Quanto alla solidarietà sancita dall'art. 2055 c.c., è pacifico in dottrina e in giurisprudenza che possa aversi corresponsabilità ai sensi dell'art. 2055 c.c. tanto nel caso in cui le condotte illecite siano il frutto di un agire comune, che nel caso in cui ciascuno dei responsabili abbia agito autonomamente, o perfino abbia ignorato l'agire dell'altro: a conferma di ciò, la giurisprudenza ha affermato che "Quando un medesimo danno è provocato da più soggetti, laddove un unico evento dannoso sia imputabile a più persone, al fine di ritenere la responsabilità di tutte nell'obbligo risarcitorio, è sufficiente, in base ai principi che regolano il nesso di casualità ed il concorso di più cause efficienti nella produzione dell'evento che le azioni od omissioni di ciascuno abbiano concorso in modo efficiente a produrlo" (Cass. civ., Sez. II, 11 maggio 2012, n. 7404; Cass. civ., Sez. III, 30 marzo 2010, n. 7618) "…e anche se le varie componenti causali costituiscono più fatti illeciti e producono la violazione di norme giuridiche diverse" (Cass. civ. sez. III, sentenza 9 maggio 1969, n. 1598).
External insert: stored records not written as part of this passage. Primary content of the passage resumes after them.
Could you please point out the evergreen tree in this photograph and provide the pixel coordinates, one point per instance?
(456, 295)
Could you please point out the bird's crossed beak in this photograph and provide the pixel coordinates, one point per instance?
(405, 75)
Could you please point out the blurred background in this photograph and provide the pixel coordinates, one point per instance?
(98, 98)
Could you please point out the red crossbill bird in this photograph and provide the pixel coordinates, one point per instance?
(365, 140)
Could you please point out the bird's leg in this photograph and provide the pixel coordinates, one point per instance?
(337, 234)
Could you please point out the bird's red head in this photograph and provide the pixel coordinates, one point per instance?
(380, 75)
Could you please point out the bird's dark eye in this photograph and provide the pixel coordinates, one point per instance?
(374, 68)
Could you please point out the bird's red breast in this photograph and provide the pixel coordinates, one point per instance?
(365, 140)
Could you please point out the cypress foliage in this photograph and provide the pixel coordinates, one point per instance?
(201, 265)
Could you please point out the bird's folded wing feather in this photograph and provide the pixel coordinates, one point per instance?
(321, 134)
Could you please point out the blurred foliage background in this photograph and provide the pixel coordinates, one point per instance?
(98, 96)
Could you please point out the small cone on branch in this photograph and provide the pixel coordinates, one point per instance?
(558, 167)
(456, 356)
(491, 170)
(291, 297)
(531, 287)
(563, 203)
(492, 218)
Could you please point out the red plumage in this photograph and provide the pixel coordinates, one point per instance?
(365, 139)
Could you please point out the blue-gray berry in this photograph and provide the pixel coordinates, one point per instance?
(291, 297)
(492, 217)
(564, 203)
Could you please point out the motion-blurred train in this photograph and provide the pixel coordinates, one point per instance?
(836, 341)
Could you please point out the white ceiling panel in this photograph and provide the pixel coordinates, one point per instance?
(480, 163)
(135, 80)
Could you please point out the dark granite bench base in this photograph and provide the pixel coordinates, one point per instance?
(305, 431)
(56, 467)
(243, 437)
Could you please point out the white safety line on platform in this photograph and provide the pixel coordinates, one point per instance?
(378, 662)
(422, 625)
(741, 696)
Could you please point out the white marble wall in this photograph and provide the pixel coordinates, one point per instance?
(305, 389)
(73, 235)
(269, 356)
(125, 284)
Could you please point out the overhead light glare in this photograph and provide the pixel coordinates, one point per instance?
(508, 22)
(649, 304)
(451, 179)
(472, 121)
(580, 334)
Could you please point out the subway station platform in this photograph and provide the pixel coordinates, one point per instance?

Nel caso di specie, è stato riconosciuto il risarcimento del solo danno morale: "… la gravità dei fatti accaduti, come accertati in giudizio, peraltro perpetrati ai danni dell'attore anche da parte di persone che conosceva, costituisce già di per sé elemento presuntivo in grado di fare ritenere che l'attore possa avere subito gravi sofferenze, in ragione delle violenze, delle intimidazioni, minacce, offese ricevute in quella occasione. Inoltre, l'attore ha fornito elementi di prova in grado di rappresentare chiaramente la sussistenza di tale sofferenza." E' un disagio psicologico che non si traduce nella compromissione delle "attività quotidiane" e degli "aspetti dinamico-relazionali della vita del danneggiato", ma comporta comunque intense reazioni emotive e comportamentali del soggetto, e rilevanti strategie di adattamento (il cui accertamento non può in ogni caso essere devoluto al CTU).
Tuttavia, il Tribunale ha inteso indicare una gradazione delle rispettive responsabilità, nei rapporti interni, tra i tre convenuti, ritenendo proporzionato un addebito del 50% a carico dell'autore anche delle percosse e del 25% ciascuno per gli altri due concorrenti.